Central FM is an Independent Local Radio station serving Falkirk, Stirling, Clackmannanshire and the Forth Valley. It is owned and operated by businessman John Quinn and, as of February 2026, broadcasts from studios in Henderson Street in Bridge of Allan near Stirling.

As of July 2025, the station broadcasts to a weekly audience of 45,400, according to RAJAR.

== History ==
In December 1988, the Independent Broadcasting Authority announced it had chosen the Stirling area as one of twenty areas of the UK where new incremental radio licences were to be awarded. A month later, the regulator advertised the Stirling licence, permitting any station format.

Centresound, a community-based station founded by a local community association, began broadcasting on Monday 4 June 1990 from studios at the John Player Building in the Stirling Enterprise Park but within two months, fell into financial difficulties due to problems in attracting enough investment to maintain an independent operation.

The board of directors resigned when the long-established Radio Forth went into partnership with Centresound after investing in the station. An overhaul saw the station relaunch as Central FM, sharing programming, news content and administration with Forth under an agreement. The move was criticised as being in commercial interests, rather than for the community's benefit, but station manager Brian Hawkins argued the station was broadcasting more local output than before and no complaints had been received. The Radio Authority went on to award a new ten-year licence to Central FM in December 1993.

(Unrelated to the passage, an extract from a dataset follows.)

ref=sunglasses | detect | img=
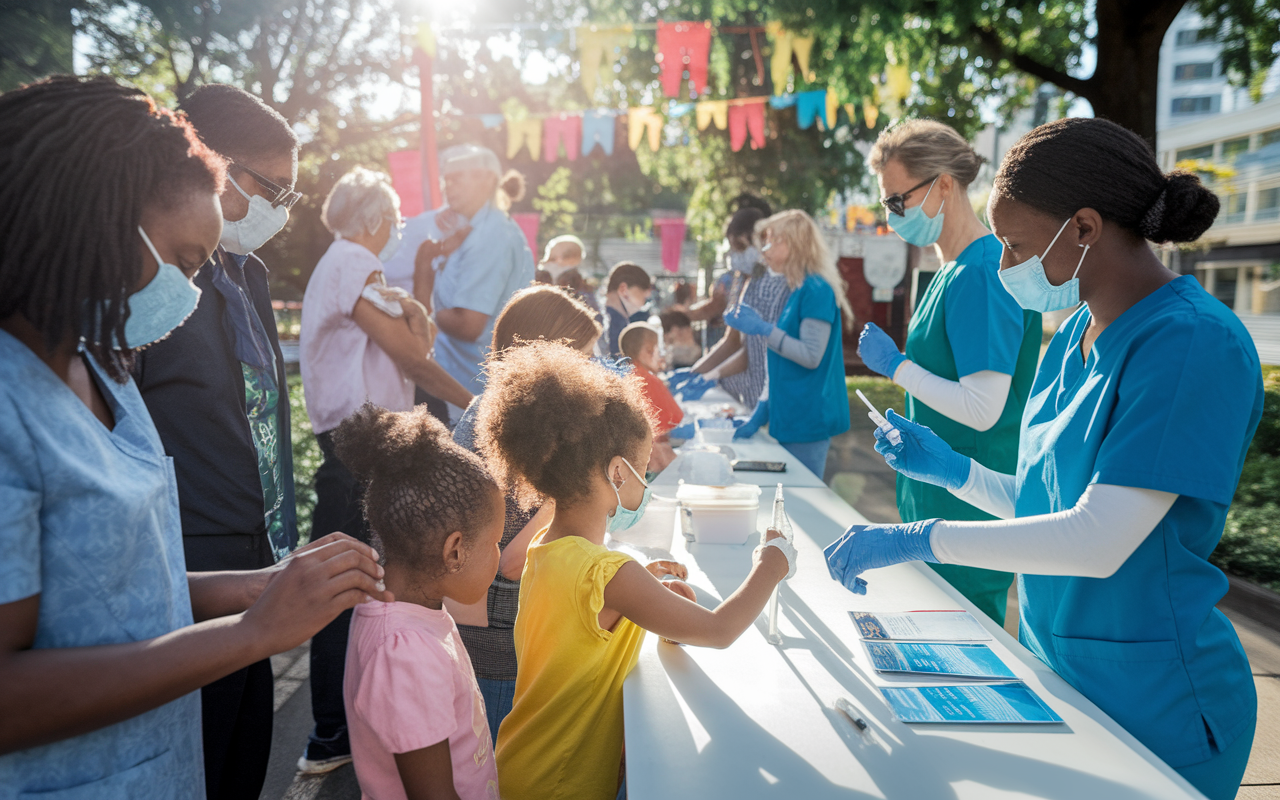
[881,175,938,216]
[230,161,302,209]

The station continued to record a loss, and in 1996, Radio Investments Ltd gained control after increasing its stake to 60%, ending the partnership with Radio Forth and leading to the station relocating to studios in Falkirk. Later, the controlling share passed onto The Local Radio Company, with 20% held by EMAP and the rest by independent investors.

Chairman, John Quinn took control of Central FM in 2008. In October 2012, the station returned to Stirling with the opening of new studios at the Springkerse Industrial Estate. In August 2013, Central FM began broadcasting on DAB across Central Scotland.

On 1 December 2016, three online-only stations were launched under the Central FM brand; Central FM Chart (playing non-stop hits), Central FM Country (24-hour current and classic country hits) and Central FM Gold (non-stop '60s, '70s and '80s hits). All are accessible from the station website and downloadable app. These online stations have now ceased transmission.

==Awards==
Central FM won the Scotland category in the Radio Academy Nations and Regions Awards twice in 2008 and 2011. It also won the Sony Gold Award for best UK station (in a TSA under 300,000 listeners) in 2012 and placed in the top three of stations (TSA under 500,000 listeners) at the 2013 Arqiva Commercial Radio Awards and won the Silver Award for Station of The Year at The Arqiva Radio Awards 2015.

==Programming==
Central FM's Programming is headed by Brad Yule, the station's Programme Controller. Central FM's programming is produced and broadcast from its Stirling studios. Presenter-led programming airs from 6 am to 7 pm from Monday - Friday, 7am to 6pm on Saturdays and 7am to 10pm on Sundays.

The station's presenters include Brad Yule (Weekday Breakfast), Sharon Oakley (Weekday Breakfast), Stuart McCafferty (Weekday Daytime & Weekend Breakfast), Stuart Smith (Weekday Drivetime & Saturday Afternoons), Liv Cowle (Weekday Evenings), Brian Woolfson (Weekend Daytime), Gav & Hannah (Sunday Afternoons) and Ellie Foster (Sunday Evenings)

===News===
Local news bulletins air hourly from 6 am – 7 pm on weekdays, 7 am – 1 pm on Saturdays and 8 am – 1 pm on Sundays with headlines on the half-hour during breakfast and drivetime shows. National bulletins from Sky News Radio in London air during all other hours.

===Travel===
Local travel news air hourly from 6 am – 7 pm on weekdays & 8 am – 12 pm on Saturdays. These bulletins are provided from INRIX based at the National Control Centre in South Queensferry, Edinburgh in Scotland.